Randy T. Simmons emphasizes the importance of economic reasoning to better understand public policy. He believes the study of politics cannot be separated from the study of markets and uses this framework to evaluate environmental and natural resource policies. The real challenge of the social process, as he sees it, is to design institutions that have outcomes that closely represent the wishes of individuals. He believes that markets are often the best way to achieve this objective when they are insulated from political influence. His core filed in political science is Public Choice.
Simmons current environmental research focuses on the Endangered Species Act. He stresses that threatened and endangered species are not simply a biological problem but a social problem, since the threat to their existence is a consequence of economic and political processes. Unfortunately, the solutions presented in the Endangered Species Act have been both costly and ineffective. He believes that positive incentives are more effective than penalties. Instead of creating a burden for private property owners, Simmons proposes measures to reward owners who conserve species and habitat. He also favors decentralizing and depoliticizing conservation programs, because twenty competing answers are better than one, especially when no one knows which is the right answer. He argues this case in is book Endangered Species: Critical Thinking About Environmental Issues and in his soon-to-be finished book manuscript Political Ecology: Politics, Economics and the Endangered Species Act.

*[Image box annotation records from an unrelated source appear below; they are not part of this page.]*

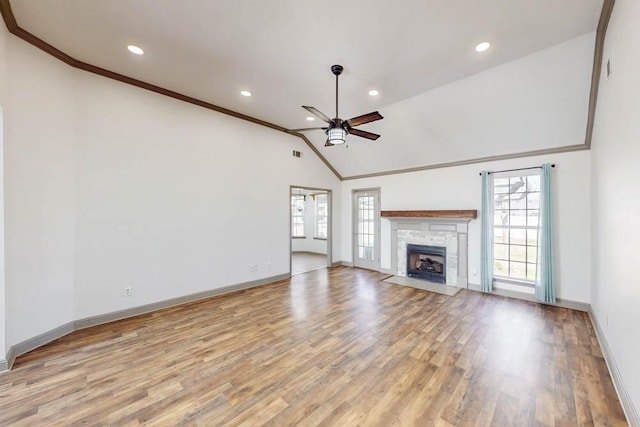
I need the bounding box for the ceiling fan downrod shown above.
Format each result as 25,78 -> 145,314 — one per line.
331,64 -> 344,118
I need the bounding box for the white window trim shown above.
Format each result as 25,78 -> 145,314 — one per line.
490,169 -> 542,288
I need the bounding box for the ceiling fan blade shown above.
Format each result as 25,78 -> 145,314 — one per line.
288,128 -> 327,132
349,129 -> 380,141
347,111 -> 384,127
302,105 -> 331,123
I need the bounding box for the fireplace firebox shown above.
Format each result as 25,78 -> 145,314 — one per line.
407,244 -> 447,283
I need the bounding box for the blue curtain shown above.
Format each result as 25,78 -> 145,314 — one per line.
480,171 -> 493,292
536,163 -> 556,303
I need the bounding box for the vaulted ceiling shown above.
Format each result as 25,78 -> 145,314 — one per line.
2,0 -> 602,177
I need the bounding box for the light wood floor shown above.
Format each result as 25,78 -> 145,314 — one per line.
0,267 -> 625,426
291,252 -> 327,276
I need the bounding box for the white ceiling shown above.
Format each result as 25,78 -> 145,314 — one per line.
11,0 -> 602,176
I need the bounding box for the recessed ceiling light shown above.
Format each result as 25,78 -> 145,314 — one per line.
127,44 -> 144,55
476,42 -> 491,52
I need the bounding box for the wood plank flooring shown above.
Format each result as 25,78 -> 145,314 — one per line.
0,267 -> 626,426
291,252 -> 327,276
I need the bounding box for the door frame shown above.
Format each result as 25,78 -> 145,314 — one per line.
351,187 -> 382,271
287,185 -> 333,277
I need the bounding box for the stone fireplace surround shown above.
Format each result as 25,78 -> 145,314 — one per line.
381,210 -> 477,288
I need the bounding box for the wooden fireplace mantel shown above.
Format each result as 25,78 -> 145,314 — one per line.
380,209 -> 478,219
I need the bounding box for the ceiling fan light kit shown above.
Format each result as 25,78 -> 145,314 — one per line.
290,64 -> 384,147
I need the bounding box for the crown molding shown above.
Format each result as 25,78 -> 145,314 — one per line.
0,0 -> 615,181
584,0 -> 616,149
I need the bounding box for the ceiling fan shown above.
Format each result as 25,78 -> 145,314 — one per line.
289,65 -> 384,147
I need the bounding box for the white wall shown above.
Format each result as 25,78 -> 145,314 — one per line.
291,196 -> 328,259
342,151 -> 591,303
0,30 -> 340,350
591,0 -> 640,418
0,20 -> 9,361
3,36 -> 75,348
75,70 -> 339,318
324,33 -> 595,176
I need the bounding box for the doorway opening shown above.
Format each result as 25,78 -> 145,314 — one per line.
352,188 -> 380,271
289,186 -> 331,276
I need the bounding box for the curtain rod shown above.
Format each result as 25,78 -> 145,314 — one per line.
478,163 -> 556,175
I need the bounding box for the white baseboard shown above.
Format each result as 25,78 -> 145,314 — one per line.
467,283 -> 591,312
7,322 -> 75,369
0,273 -> 291,372
589,309 -> 640,427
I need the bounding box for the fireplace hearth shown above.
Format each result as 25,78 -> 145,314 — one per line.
407,244 -> 447,283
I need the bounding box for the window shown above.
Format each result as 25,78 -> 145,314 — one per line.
493,173 -> 540,282
291,195 -> 305,237
315,194 -> 328,239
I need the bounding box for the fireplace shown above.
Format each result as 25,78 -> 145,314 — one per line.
407,244 -> 447,283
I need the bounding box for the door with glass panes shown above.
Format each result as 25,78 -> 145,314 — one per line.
353,190 -> 380,270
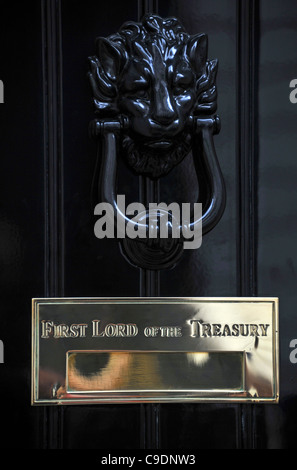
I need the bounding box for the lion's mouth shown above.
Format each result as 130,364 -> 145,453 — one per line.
145,140 -> 173,150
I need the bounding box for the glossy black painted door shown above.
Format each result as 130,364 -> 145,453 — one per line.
0,0 -> 297,450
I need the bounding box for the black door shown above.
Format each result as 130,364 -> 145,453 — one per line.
0,0 -> 297,450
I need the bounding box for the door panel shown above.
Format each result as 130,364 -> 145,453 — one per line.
0,0 -> 297,450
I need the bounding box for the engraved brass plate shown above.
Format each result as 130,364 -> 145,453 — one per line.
32,298 -> 279,405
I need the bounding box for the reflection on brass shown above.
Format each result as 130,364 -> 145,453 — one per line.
62,351 -> 243,398
32,298 -> 279,405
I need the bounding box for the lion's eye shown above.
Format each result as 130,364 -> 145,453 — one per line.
173,83 -> 186,96
135,89 -> 149,100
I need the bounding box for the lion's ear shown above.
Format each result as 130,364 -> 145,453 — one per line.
96,38 -> 125,80
188,34 -> 208,75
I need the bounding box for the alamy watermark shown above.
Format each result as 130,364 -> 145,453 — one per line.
94,195 -> 202,250
0,80 -> 4,104
290,339 -> 297,364
0,339 -> 4,364
290,78 -> 297,104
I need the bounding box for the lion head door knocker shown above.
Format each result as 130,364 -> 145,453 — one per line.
89,15 -> 225,270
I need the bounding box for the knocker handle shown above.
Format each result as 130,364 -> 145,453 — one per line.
90,116 -> 226,270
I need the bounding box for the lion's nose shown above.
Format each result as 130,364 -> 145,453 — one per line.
152,87 -> 177,126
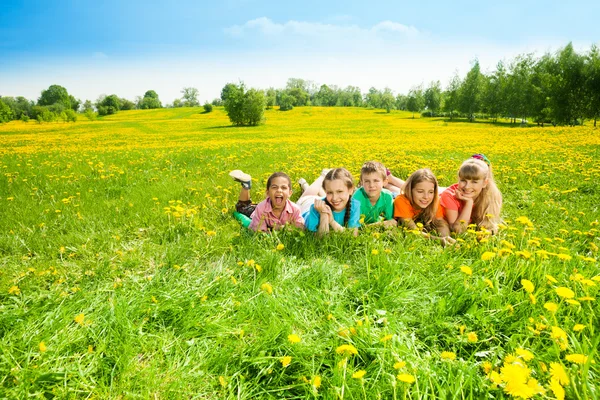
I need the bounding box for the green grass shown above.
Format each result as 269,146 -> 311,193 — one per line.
0,107 -> 600,399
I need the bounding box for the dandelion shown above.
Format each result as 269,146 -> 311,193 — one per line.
440,351 -> 456,361
8,286 -> 21,294
521,279 -> 535,293
260,282 -> 273,294
394,361 -> 406,369
335,344 -> 358,355
516,348 -> 533,361
550,378 -> 565,400
554,286 -> 575,299
396,374 -> 415,383
288,333 -> 302,344
74,313 -> 85,325
550,362 -> 569,385
279,356 -> 292,368
352,369 -> 367,379
312,375 -> 321,389
565,354 -> 588,364
379,335 -> 394,343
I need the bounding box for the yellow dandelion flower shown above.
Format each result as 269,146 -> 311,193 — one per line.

His other books include Beyond Politics: Markets, Welfare and the Failure of Bureaucracy, a primer on public choice economics co-authored with William Mitchell, and The Political Economy of Customs and Culture: Informal Solutions to the Commons Problems, co-edited with Terry Anderson. Simmons has also written widely on the conservation of African elephants.
Simmons received his Ph.D. in political science from the University of Oregon in 1980. He is currently professor of political science at Utah State University, where he has been honored three times by the College of Humanities, Arts, and Social Sciences as researcher of the year. Also at Utah State University, he is the director of the Institute of Political Economy. Simmons is a senior scholar with the Competitive Enterprise Institute in Washington, D.C. and a Senior Fellow at the Property and Environment Research Center, Bozeman, MT.
He makes his home in Providence, Utah, where he served six years on the city council and is now mayor. He is a member of the Board of Directors of the Utah League of Cities and Towns and is a member of the Utah Governor\'s Privatization Commission. He is writing a book on his experiences in local government. In his spare time, Simmons enjoys llamapacking with his wife and three children and boating on Lake Powell.